Research Statement on Olfactory Art & Social Practice

Critical and popular writing often situate my experimental, socially engaged artwork in the emerging field of olfactory art. My art and writing explore the socio-aesthetic dimensions of olfactory space with a particular emphasis on the relationship between the materiality and temporality of scent molecules. Left to their own devices, smells do not respect boundaries, which makes them a hostile sculptural medium. Due to their invisibility, they can have arresting perceptual effects that are viscerally analogous to experiencing the physical and material qualities of sculpture. 

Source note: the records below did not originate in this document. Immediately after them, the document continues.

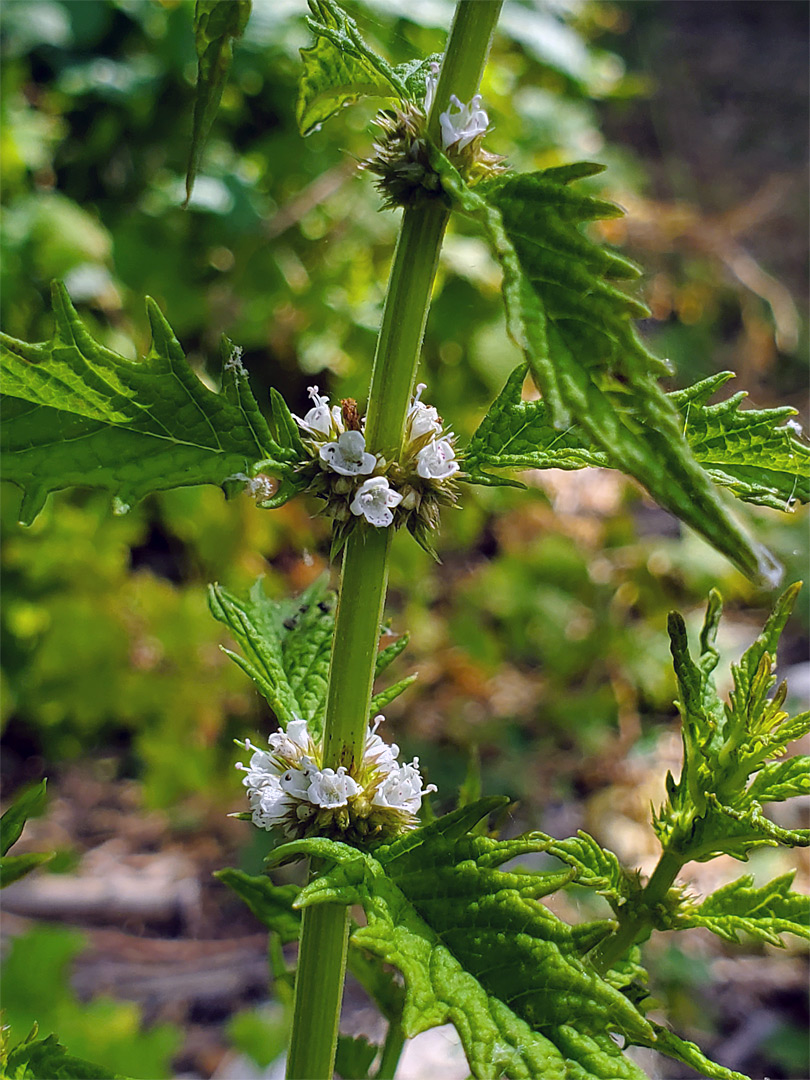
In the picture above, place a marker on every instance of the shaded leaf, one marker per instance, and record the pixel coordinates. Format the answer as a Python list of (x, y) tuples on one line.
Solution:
[(48, 1060), (764, 913), (77, 414), (476, 949), (577, 332), (13, 867), (713, 808), (667, 1042), (354, 1056), (287, 648), (595, 866), (271, 904), (745, 451), (217, 23)]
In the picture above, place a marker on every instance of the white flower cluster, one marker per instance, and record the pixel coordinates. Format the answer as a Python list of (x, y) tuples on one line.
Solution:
[(288, 790), (466, 124), (362, 478)]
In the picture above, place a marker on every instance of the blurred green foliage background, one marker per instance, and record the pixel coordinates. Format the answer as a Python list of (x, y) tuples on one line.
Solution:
[(540, 639)]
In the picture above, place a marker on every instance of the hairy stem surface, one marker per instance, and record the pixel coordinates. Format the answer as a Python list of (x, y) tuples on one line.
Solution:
[(364, 575)]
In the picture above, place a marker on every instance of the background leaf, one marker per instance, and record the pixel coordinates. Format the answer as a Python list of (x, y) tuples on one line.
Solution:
[(216, 25)]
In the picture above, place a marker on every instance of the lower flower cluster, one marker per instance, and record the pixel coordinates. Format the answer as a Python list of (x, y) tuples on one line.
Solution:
[(360, 486), (288, 790)]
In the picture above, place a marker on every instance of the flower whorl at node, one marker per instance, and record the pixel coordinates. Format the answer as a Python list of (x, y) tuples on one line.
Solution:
[(360, 487), (401, 158), (288, 790)]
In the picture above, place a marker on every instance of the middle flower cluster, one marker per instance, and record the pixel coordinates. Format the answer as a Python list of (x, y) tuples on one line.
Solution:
[(358, 485), (288, 790)]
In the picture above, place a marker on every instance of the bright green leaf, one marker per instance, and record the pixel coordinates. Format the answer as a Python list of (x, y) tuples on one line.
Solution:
[(764, 913), (478, 950), (30, 804), (577, 332), (354, 1056), (287, 646), (217, 23), (340, 67), (713, 808), (744, 450), (48, 1060), (76, 414)]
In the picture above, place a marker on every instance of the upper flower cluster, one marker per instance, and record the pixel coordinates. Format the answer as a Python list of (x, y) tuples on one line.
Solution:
[(402, 158), (288, 790), (358, 484)]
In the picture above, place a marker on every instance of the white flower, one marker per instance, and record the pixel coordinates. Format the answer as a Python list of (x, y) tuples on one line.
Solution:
[(436, 460), (348, 455), (431, 81), (373, 501), (377, 753), (332, 788), (287, 790), (467, 124), (402, 788), (421, 419), (321, 420)]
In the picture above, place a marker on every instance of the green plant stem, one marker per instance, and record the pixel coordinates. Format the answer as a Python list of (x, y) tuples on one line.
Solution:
[(637, 927), (391, 1052), (324, 930), (321, 968)]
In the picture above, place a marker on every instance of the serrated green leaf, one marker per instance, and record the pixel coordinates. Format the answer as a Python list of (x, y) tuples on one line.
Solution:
[(76, 414), (217, 23), (48, 1060), (713, 808), (581, 347), (287, 648), (271, 904), (354, 1056), (745, 451), (764, 913), (13, 867), (30, 804), (340, 67), (476, 949), (667, 1042), (778, 781), (595, 866)]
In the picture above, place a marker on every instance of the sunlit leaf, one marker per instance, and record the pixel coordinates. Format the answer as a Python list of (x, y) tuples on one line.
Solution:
[(217, 23), (77, 414)]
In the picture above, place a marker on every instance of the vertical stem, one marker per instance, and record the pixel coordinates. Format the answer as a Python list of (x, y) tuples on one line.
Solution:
[(637, 927), (324, 931)]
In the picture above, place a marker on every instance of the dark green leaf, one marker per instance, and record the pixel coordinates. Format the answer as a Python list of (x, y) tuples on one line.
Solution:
[(216, 25), (78, 414), (764, 914), (354, 1056), (30, 804), (287, 647), (340, 67), (713, 808), (745, 451), (584, 354)]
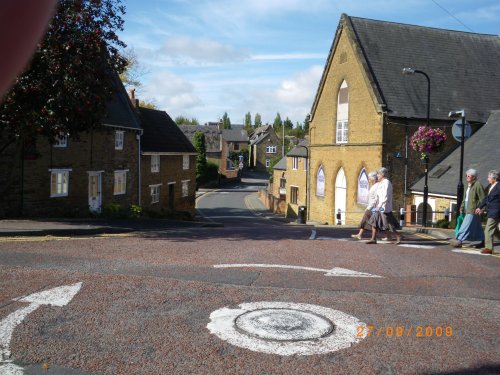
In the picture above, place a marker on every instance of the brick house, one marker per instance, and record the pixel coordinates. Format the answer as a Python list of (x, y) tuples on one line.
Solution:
[(264, 146), (365, 109), (168, 161), (78, 174)]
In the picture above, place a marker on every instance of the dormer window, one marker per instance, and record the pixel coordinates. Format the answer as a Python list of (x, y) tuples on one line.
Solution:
[(119, 136), (61, 141)]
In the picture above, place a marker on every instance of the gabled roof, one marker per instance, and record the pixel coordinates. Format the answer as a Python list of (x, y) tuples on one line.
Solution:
[(281, 165), (260, 133), (235, 135), (464, 68), (481, 152), (301, 150), (161, 133), (212, 135), (120, 112)]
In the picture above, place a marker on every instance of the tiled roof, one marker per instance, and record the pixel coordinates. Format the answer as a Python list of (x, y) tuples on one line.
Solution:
[(212, 135), (481, 152), (161, 133)]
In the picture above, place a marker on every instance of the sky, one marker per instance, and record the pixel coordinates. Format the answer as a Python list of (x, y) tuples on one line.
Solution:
[(203, 58)]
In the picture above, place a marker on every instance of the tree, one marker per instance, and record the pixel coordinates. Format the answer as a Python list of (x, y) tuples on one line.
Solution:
[(72, 74), (226, 122), (201, 157), (248, 121), (257, 120), (181, 120)]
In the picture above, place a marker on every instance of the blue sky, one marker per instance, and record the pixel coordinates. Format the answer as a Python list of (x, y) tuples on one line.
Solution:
[(207, 57)]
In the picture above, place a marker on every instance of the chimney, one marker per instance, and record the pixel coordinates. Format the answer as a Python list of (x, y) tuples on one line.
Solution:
[(133, 100)]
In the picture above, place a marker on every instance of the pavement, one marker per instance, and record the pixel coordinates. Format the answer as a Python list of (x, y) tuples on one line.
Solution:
[(89, 226)]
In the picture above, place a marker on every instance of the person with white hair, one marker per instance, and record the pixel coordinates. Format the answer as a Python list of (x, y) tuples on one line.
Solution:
[(382, 218), (372, 202), (492, 203), (471, 228)]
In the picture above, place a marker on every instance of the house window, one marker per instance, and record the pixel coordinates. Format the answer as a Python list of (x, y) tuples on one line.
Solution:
[(61, 141), (185, 188), (155, 163), (119, 135), (120, 186), (343, 114), (155, 193), (59, 182), (294, 194)]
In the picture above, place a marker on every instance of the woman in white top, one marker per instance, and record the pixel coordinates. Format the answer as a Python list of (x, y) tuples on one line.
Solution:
[(372, 203), (382, 218)]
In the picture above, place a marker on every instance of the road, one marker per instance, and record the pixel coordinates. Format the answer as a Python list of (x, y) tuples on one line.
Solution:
[(255, 296)]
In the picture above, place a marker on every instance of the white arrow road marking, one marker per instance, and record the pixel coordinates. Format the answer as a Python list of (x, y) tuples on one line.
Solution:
[(336, 271), (59, 296), (274, 319)]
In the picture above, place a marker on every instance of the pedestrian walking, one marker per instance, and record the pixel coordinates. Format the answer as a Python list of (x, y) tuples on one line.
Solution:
[(372, 202), (471, 229), (492, 203), (382, 218)]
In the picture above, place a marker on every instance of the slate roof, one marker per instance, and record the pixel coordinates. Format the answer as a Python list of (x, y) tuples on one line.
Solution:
[(120, 112), (161, 133), (481, 152), (259, 134), (212, 135), (235, 135), (463, 67), (281, 165), (299, 151)]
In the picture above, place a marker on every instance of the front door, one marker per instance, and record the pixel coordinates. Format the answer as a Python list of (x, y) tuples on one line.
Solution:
[(95, 195)]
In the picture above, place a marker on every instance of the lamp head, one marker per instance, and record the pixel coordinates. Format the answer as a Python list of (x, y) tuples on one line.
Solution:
[(460, 113)]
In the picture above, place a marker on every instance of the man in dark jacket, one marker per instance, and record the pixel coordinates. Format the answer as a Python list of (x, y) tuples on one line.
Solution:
[(492, 204)]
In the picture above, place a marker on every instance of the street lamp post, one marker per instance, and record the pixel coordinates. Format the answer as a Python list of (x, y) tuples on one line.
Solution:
[(410, 71), (460, 186)]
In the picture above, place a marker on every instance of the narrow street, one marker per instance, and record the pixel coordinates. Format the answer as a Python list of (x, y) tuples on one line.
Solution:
[(250, 296)]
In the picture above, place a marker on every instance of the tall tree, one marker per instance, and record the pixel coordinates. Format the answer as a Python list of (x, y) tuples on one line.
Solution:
[(248, 120), (257, 120), (201, 157), (70, 78), (226, 122)]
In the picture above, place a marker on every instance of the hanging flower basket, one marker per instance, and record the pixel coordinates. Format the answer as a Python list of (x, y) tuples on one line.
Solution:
[(427, 140)]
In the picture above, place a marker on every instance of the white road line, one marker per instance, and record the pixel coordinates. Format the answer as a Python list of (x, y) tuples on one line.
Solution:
[(336, 271), (59, 296), (348, 330)]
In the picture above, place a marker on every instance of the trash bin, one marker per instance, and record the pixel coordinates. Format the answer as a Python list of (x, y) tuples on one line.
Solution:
[(302, 215)]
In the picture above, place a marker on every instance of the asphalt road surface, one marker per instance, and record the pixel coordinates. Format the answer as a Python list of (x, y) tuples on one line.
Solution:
[(255, 296)]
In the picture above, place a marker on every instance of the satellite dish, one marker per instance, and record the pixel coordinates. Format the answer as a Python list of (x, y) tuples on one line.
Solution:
[(456, 130)]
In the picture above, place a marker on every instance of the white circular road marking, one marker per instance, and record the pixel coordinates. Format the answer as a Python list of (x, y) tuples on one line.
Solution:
[(285, 328)]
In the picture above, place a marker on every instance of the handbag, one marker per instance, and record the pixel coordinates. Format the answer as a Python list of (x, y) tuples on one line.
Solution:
[(460, 219)]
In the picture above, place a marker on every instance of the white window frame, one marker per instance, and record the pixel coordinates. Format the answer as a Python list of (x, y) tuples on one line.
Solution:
[(155, 163), (61, 141), (155, 193), (59, 182), (185, 188), (120, 182), (294, 194), (271, 149), (119, 138)]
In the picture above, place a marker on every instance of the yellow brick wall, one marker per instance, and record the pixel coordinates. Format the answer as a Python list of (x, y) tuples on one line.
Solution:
[(364, 148)]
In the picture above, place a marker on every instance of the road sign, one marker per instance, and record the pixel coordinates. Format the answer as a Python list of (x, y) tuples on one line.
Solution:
[(456, 130)]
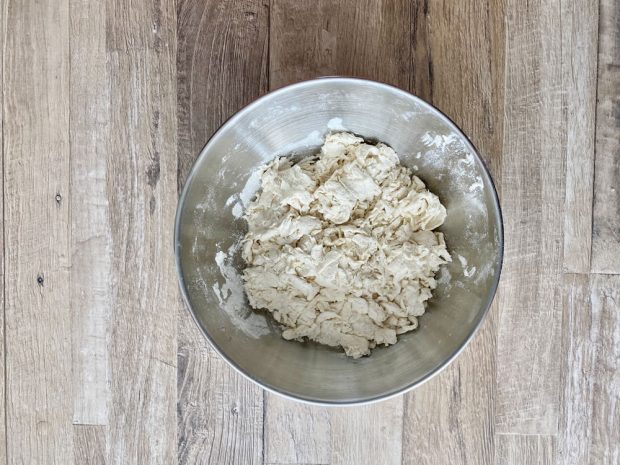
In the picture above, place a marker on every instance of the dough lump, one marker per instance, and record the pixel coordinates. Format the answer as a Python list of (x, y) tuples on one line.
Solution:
[(340, 246)]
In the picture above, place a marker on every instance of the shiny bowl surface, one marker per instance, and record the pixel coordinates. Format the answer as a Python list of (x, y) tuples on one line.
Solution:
[(292, 121)]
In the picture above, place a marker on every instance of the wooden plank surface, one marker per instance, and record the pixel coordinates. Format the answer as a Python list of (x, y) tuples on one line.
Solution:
[(3, 436), (36, 168), (142, 201), (296, 433), (606, 218), (90, 233), (513, 449), (222, 63), (101, 119), (367, 39), (528, 354), (589, 427), (368, 435), (141, 195), (579, 22), (450, 419), (90, 445), (605, 336)]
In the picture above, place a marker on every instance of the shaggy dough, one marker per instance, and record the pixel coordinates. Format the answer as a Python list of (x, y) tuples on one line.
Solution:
[(340, 247)]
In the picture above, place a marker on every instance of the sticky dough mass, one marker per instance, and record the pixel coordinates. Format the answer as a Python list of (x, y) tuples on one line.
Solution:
[(340, 246)]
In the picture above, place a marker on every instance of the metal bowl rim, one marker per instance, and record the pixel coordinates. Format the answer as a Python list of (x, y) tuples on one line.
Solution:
[(499, 224)]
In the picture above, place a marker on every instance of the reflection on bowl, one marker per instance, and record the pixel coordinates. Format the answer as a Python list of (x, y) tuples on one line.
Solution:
[(293, 121)]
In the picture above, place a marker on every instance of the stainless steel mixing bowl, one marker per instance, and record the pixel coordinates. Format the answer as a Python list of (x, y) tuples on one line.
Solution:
[(292, 121)]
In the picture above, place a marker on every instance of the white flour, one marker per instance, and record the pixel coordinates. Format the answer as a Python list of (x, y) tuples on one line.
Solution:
[(231, 296), (436, 154)]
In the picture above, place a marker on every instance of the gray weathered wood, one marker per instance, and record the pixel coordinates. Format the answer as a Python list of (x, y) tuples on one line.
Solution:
[(580, 353), (369, 434), (528, 355), (368, 39), (606, 217), (91, 248), (222, 62), (590, 422), (3, 444), (450, 419), (36, 168), (579, 60), (220, 412), (296, 433), (603, 332), (89, 445), (513, 449), (142, 200), (142, 194)]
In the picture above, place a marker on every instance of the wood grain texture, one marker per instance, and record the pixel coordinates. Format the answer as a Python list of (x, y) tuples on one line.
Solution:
[(222, 63), (466, 42), (513, 449), (220, 412), (606, 217), (89, 445), (36, 168), (528, 355), (139, 24), (367, 39), (142, 197), (579, 61), (589, 428), (3, 444), (296, 433), (450, 419), (91, 248), (604, 334), (221, 66), (142, 200), (369, 434), (580, 351)]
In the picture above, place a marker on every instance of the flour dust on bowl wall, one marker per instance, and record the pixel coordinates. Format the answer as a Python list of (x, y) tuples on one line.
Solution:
[(294, 122)]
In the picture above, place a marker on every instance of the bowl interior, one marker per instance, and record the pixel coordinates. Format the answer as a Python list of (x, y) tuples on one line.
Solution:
[(293, 121)]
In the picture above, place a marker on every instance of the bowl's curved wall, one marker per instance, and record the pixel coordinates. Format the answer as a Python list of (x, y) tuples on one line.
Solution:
[(294, 120)]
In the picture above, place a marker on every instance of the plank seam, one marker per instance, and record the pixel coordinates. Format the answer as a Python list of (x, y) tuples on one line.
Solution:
[(598, 50), (4, 342), (534, 435)]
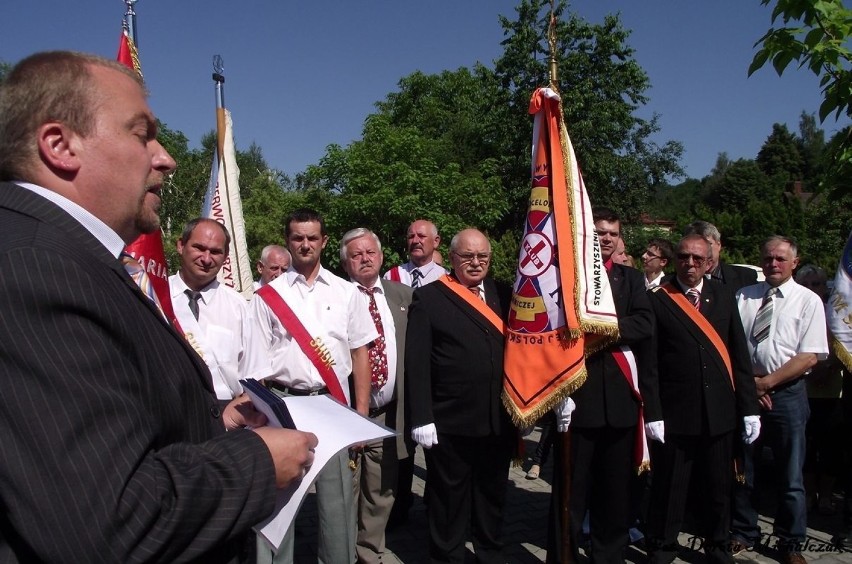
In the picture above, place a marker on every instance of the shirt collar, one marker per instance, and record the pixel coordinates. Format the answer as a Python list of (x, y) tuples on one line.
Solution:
[(684, 287), (99, 230), (292, 276)]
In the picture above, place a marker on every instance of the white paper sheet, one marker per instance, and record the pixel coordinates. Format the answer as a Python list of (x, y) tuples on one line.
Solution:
[(336, 427)]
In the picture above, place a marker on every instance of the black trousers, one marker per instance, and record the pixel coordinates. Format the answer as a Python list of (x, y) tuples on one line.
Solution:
[(603, 470), (675, 463), (467, 478)]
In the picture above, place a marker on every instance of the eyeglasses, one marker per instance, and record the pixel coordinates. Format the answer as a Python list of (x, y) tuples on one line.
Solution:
[(468, 257), (698, 260)]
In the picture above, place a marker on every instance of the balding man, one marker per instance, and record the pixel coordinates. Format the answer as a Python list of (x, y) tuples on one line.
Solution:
[(421, 241), (786, 330), (274, 260), (732, 276), (388, 302), (120, 449), (209, 313), (698, 395), (454, 380)]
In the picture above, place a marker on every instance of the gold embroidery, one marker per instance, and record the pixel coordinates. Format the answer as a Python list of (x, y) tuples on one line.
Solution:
[(322, 351)]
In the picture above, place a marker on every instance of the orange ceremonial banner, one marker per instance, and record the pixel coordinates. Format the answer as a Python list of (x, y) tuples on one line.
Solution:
[(562, 305)]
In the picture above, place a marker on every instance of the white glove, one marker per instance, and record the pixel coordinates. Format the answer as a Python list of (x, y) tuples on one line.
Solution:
[(425, 435), (656, 431), (751, 428), (563, 413)]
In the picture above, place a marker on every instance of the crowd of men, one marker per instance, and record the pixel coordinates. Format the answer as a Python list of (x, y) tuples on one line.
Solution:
[(127, 436)]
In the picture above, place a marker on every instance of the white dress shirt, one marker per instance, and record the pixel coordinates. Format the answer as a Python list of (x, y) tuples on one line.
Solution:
[(217, 335), (655, 282), (430, 272), (331, 309), (380, 397), (798, 325)]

My work over the past decade begins with the question, How does your reality differ if you let your nose, rather than your eyes, lead the way? Each day we breathe approximately 23,000 times. Provided we have clear sinuses, each one of those breaths includes perceptible olfactory data; in other words, if we’re breathing, we’re smelling.  Yet, how often during the day do we consider the implications of the smells that make up our environment? My recent artwork considers accidental and overlooked smells that comprise urban and rural environments (Sillage, 2011, 2014, 2016), and seeks to creatively organize them in order to tell cultural and environmental stories of migration (Scents of Exile, 2019-2022), gentrification (Smelling the City, 2011, 2013), and social identity (Olfactory Memoirs, 2015). To accomplish this, I design and compose using aromachemicals: perfume-grade olfactory materials that can be blended together to create “scent-scapes” (Balboa Stories, 2015). I have explored the narrative potential of scent-scapes by noting that the unique molecular size of an aromachemical will dictate its temporality (A Poetry Olfaction, 2015, 2016); this, in turn, allows each component of a scent composition to predictably evaporate, conveying an olfactory narrative that is literally consumed by one’s nostrils (Wenn Düfte Erzählen/When Fragrances Tell, 2019). 

My research attempts to upend a longstanding sensory hierarchy, in which the “upper senses” of sight and sound are associated with values highly regarded by society, while the lower senses (smell, taste, and touch) are associated with negative values. A naive reliance on this system has had a profound, and often profoundly negative, impact on how we perceive the physical world and one another, particularly the non-Western other. My project-based art has investigated the art museum as an institution born out of an Enlightenment worldview, and thus subject to normalizing cultural and sensory biases (Institutional Wellbeing, 2006, 2007, 2008, 2009, 2010, 2011). In addition to segregating the senses, the sensory hierarchy has also stigmatized cross- and multi-modal sensations, also known as synesthesia. My collaborations with chemists, food studies scholars, social scientists, authors, and musicians have created new scholarship in cross-modal research (Odophonics, 2015, 2016).

My current and future work attempts to define the contemporary through the senses of smell and taste (By Means of Smoke, 2022). The senses of smell and taste shake us awake to the differences in which other cultures experience the present. Literal and figurative migration brings together a clash of olfactory rituals, many of them culinary in nature. We live in a period of post-colonial temporality: Accelerated globalization connects desperate cultures, creating an interconnection of temporalities. Often geographic scent-scapes reveal a lot about a culture’s identity, its relationship to place, its conception of space and time. 

My artistic methodology involves using open or relational systems that allow for collaborative authorship and participatory engagement (5 Cocktails, 2022). Collaborative and participatory forms activate an art audience and change its role from spectator to participant. Particularly in public art projects do I conceptualize systems that allow for a plurality of perspectives that celebrate the innumerable contributions of our diverse population. I am primarily interested in temporary forms, which I refer to as “counter-monuments,” because of the way that they provoke memory and discourse through their ephemeral nature while simultaneously pointing out that the identity of the public is always in flux.  In doing site and context-responsive work I use research methods that overlay historical uses for a site with contemporary ones in order to reveal how new contexts and uses for a site address unmet needs.